Conditional + concretely instantiated — MLP, MNIST-CNN, ResNet, MobileNetV2. ReLU, ReLU6 and max-pool are genuinely non-differentiable at their kinks, so the generic whole-network VJP is stated at a smooth point (*_has_vjp_at, under per-site "off the kink" hypotheses). Each is then instantiated on a concrete (small, representative) network with every smoothness hypothesis discharged, giving a hypothesis-free correctness theorem (MlpConcrete, Spatial/Mini, CnnConcrete, MobileNetV2Concrete) — proof that the kink-avoidance conditions are jointly satisfiable on the real forward, not vacuous.

Axiom closure on every one of these is a CI invariant (tests/AuditAxioms.lean); the generic headline theorems are additionally re-checked by the independent tests/comparator/ kernel pass.

These proofs are about the reference ℝ definitions in Proofs/, not the Float32 StableHLO the codegen emits — the two are written separately and no Lean theorem currently links them. The connection is instead twofold. (1) Structural: codegen and proofs were developed independently and arrived at the same decomposition — every backward pass factors through the standalone gradient of one new primitive per architecture (softmax for attention, the spatial reductions for BN, the rank-1 collapse for SE), and everything else is composition via the chain rule on tools from earlier chapters — and the codegen cites the matching proof inline in the MLIR it generates. (2) Numerical: finite-difference checks (LeanMlir/Proofs/check_jacobians.py) and JAX value_and_grad oracles (tests/vjp_oracle/) exercise the emitted formulas — including at the ReLU/MaxPool kinks, where the codegen substitutes the standard subgradient convention. See the "Codegen trust boundary" section of LeanMlir/Proofs/README.md for the precise gap. Closing it formally — a forward-extraction lemma tying a proven *Forward to the codegen's emitted graph — is open future work.

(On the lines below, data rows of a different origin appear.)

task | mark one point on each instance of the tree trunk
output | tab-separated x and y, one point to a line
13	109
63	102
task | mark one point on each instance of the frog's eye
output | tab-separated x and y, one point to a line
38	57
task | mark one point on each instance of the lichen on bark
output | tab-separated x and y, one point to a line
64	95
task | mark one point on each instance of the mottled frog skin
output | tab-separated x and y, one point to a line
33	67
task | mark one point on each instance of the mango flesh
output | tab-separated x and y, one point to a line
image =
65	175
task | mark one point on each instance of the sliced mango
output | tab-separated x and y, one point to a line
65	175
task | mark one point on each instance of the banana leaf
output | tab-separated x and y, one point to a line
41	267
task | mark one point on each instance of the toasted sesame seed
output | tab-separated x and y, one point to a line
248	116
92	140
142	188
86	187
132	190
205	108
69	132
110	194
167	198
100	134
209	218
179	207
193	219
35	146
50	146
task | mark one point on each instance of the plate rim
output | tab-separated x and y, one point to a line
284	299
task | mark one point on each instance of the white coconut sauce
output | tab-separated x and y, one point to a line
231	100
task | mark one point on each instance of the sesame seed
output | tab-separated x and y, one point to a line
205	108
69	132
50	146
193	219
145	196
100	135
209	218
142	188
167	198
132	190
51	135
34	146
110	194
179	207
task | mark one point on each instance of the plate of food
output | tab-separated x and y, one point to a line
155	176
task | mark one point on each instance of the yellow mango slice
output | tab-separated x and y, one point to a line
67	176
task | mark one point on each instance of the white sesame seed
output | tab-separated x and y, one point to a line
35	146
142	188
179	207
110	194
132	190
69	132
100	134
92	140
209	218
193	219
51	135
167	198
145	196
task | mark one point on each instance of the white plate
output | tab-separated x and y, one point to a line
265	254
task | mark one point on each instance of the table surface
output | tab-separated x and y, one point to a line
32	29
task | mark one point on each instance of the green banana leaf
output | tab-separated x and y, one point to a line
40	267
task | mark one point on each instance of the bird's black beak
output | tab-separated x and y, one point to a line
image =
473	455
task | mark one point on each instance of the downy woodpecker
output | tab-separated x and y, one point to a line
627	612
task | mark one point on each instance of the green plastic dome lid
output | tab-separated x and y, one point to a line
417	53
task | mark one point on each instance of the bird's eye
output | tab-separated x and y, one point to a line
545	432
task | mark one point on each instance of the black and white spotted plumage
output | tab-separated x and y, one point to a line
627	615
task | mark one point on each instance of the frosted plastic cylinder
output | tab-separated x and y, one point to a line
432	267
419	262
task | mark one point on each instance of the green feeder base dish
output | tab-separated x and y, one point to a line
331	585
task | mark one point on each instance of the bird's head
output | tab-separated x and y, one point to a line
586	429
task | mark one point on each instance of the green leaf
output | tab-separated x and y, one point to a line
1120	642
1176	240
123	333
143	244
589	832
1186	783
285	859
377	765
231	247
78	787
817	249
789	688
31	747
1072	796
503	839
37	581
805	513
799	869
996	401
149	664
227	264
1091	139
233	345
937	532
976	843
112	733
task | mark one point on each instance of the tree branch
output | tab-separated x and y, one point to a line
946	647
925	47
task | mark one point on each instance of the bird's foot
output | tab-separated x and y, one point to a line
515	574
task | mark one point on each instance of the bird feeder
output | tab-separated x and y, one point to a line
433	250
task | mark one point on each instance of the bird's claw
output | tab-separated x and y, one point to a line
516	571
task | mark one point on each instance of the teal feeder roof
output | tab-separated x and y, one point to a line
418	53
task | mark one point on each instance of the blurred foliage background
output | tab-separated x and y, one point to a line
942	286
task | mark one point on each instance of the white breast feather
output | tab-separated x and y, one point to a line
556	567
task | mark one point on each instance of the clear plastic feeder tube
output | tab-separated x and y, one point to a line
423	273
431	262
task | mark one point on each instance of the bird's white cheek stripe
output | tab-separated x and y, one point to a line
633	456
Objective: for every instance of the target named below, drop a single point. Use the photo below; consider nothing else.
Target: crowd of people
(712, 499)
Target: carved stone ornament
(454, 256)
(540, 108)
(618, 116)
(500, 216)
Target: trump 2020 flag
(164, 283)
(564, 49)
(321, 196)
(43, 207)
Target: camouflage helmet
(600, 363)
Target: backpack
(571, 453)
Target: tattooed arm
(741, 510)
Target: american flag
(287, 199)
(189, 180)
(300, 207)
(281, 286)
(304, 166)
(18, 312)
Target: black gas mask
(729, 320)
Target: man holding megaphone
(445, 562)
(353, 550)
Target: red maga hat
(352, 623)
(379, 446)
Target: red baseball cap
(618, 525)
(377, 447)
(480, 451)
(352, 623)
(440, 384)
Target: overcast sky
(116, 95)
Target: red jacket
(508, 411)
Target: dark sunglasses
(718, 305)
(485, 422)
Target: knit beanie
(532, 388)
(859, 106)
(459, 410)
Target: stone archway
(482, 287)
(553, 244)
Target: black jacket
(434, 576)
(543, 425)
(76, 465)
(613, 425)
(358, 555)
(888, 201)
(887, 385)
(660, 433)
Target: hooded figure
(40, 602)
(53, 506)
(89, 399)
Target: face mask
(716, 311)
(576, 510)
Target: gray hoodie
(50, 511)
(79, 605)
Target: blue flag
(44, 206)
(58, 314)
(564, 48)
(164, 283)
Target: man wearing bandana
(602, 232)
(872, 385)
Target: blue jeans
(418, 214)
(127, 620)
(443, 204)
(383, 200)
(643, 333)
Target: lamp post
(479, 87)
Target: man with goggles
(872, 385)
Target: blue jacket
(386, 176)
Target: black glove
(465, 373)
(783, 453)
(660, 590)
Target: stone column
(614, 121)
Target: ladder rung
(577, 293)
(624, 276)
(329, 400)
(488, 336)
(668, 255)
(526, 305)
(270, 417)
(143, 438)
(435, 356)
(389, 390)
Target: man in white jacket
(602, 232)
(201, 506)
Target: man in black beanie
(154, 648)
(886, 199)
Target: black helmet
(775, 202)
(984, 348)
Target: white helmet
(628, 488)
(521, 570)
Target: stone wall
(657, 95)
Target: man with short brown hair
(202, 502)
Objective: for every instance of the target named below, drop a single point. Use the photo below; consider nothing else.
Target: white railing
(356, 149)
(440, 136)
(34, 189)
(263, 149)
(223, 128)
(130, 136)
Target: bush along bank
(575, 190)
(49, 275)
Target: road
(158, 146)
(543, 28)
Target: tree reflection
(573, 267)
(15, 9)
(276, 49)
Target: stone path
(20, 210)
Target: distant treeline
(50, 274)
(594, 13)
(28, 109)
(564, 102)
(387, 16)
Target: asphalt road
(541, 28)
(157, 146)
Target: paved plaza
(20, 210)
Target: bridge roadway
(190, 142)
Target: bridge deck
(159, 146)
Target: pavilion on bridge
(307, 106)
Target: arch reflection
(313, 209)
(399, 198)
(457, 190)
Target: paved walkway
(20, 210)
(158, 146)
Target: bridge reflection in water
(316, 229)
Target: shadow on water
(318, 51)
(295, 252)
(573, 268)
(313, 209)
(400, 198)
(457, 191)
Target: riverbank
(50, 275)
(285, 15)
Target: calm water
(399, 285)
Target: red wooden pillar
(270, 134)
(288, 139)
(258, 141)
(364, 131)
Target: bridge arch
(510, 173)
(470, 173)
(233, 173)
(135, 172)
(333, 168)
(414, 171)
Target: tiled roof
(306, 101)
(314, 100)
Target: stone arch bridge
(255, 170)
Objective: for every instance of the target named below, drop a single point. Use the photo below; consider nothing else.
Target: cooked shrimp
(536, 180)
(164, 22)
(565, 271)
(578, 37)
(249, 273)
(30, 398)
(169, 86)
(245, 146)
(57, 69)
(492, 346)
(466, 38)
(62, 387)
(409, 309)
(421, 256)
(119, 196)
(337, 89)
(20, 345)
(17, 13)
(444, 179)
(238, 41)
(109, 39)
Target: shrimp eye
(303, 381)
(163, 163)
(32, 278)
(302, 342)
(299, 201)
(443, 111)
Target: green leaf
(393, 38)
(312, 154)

What is and isn't verified

All proofs are over exact reals (ℝ). The emitted MLIR and GPU execution are Float32; iree-compile, the IREE runtime, and the FFI are trusted. Within that boundary, the verification is tiered by dataset / backend:

Tier 1 — MNIST (linear, mlp, cnn): forward + backward bridged. The reference forward and backward are proven faithful to the Mathlib fderiv math as rendered StableHLO graphs (mlpFwdGraph_faithful, mlpBackGraph_faithful, cnnFwdGraph_faithful, cnnBackGraph_faithful; for linear also the param-grad Jacobians wGrad/bGrad_is*Jacobian and sgdW/sgdB_descends_certified_grad). All audited to the 3-axiom closure. Caveat: the train-step .mlir is currently assembled from these proven op-graphs with a hand-written grad/SGD tail (see linearTrainStepModuleV); folding that tail into the rendered AST so the whole train-step module is render(provenGraph) is in progress. Tier 1 also now carries the ℝ→Float32 bridge (below): forward, gradient, and SGD-step rounding budgets for the linear/MLP nets, and for linear a proven descent guarantee.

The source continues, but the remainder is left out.